There are oddballs. There is a ceramic triode with Gm around 50,000uMho and Mu around 100. The Rp is like 2K, low enough for the microwave system it was made for, and the super-Gm gives low-low noise for good point-to-point microwave signal at less system cost than building bigger transmitters. Makes a cute mike-amp, but today (if you can find one) it costs more than a six-pack of 6BQ7 or a dozen 12AX7 which would give similar performance.
 
6bq5 (el84) vs 6CW5 (el86)

I forgot to mention that simply plugging a 6CW5 into an amp made for a 6BQ5 is really not a good idea. I got a bunch of 6CW5's from dismantling a few hundred pounds of HP oscillators. These looked like 6BQ5's so without looking them up, I plugged a pair into a home made amp. Bad idea, no matter where I set the bias the tubes glowed. Before I could shut it off, one of the tubes arced over, lots of sparks inside the tube, loud zapping sounds in the speaker. Fortunately, nothing was permanently damaged. Even the tube survived. Operating this amp on a variable power supply revealed that it works ok with a plate (and screen) voltage of 220. Any more than that yielded a tendancy toward bias runaway. Yes this happens with tubes too. With the 6.6k transformer made for the 6BQ5's, power was only 10 watts. Attaching the 8 ohm load to the 16 ohm tap gave 20 watts. It sounded good too, but slightly different than the 6BQ5's.
 
can i add these tubes, pfc802, 8br11? 8fq7?

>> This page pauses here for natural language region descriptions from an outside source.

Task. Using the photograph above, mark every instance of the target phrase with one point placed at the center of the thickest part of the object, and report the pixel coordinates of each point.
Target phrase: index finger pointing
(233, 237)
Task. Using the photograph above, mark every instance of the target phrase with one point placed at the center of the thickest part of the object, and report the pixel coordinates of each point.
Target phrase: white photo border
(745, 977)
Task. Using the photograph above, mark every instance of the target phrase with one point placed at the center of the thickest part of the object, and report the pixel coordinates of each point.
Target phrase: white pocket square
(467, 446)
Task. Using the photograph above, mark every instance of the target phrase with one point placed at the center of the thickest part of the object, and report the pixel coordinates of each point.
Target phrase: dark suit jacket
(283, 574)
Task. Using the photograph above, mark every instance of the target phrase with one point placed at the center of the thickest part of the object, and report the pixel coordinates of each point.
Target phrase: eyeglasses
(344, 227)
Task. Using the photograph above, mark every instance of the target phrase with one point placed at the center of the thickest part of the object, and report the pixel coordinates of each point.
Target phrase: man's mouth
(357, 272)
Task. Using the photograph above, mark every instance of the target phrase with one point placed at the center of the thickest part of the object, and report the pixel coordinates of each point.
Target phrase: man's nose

got these tubes also, pcf802 is a triode-pentode, 8br11 is a compactron dual pentode, 8fq7 is like 6fq7/8cg7.

i am thinking line amps, triode input with pentode constant current source load/cathode followers.

what do you think?

any schematics i can use?

thanks a lot!
 
Sure. Can do a lot with those. If the compactron is signal pentode, you could make, oh heck let's be creative and make a LTP pentode stage, enough gain in *one stage* that it'll go from line level to 6L6 PP drive plus enough spare for the usual 20dB gNFB. :) If it's a beefier dual pentode, I smell a one-tube PP output.

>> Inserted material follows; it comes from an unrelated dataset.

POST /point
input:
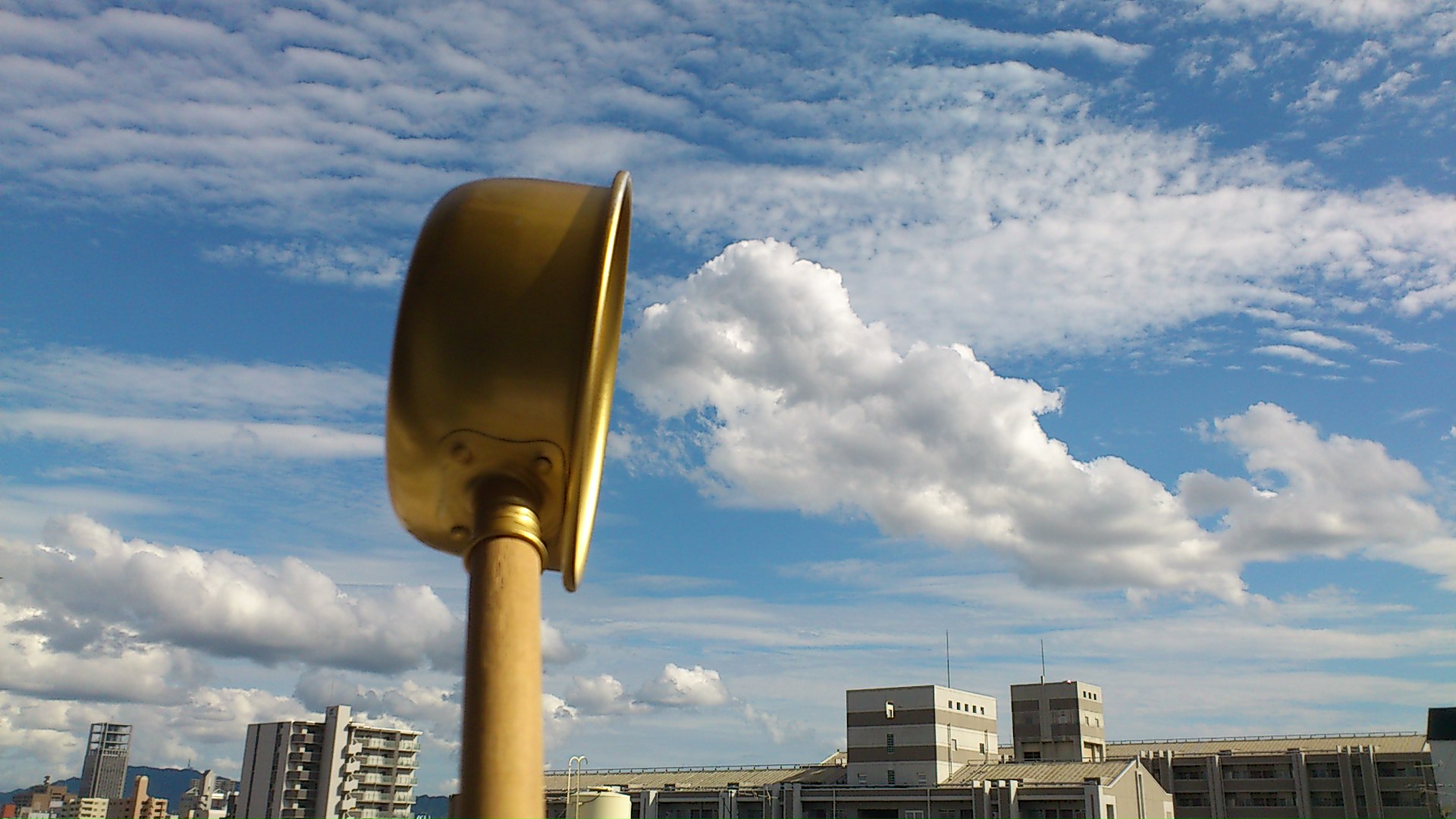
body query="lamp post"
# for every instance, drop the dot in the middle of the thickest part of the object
(500, 394)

I'm guessing PCF802 is kinda like 6GH8/6U8 small signal triode-pentode deal? Those are good for massive gain + cathodyne like in my Frankenhouse, or say for phono, massive gain + CF output. (Some people apparently don't like "noisy" pentodes for phono.. I don't know and I don't care - I have far better signal sources than some cruddy old spinning plastic! :D)

And FQ/CG is always fun, it's like 6SN7, so line stage, driving 6L6 SET, etc. Nice thing about the 8xx is it's close enough to run on 6.3V (which is usually higher, about 7V, anyway), with extended life to boot.

Tim
 
More tubes

I agree with Sch3mat1c that the 8FQ7 will usually work in the place of a 6CG7/6FQ7. I have a large box full of these also, and I have tried several of them in my 300Beast amplifier, which uses 4 6CG7's as SRPP drivers. Most of them worked just fine and sounded good. A few worked, but sounded lifeless, and a couple distorted badly.
If you were designing fron scratch, use a full wave schottky bridge and a large cap on the 6.3 volt winding. Depending upon the transformer you will get close to 8 volts. If you don't have a suitable schematic, use a circuit for a 6SN7. Some resistor value tweaks may be needed. You could use these to drive some 8BQ5's, they are cheap alternatives to 6BQ5/EL84.
I am not familiar with the other two numbers, and they are not in any of my tube manuals.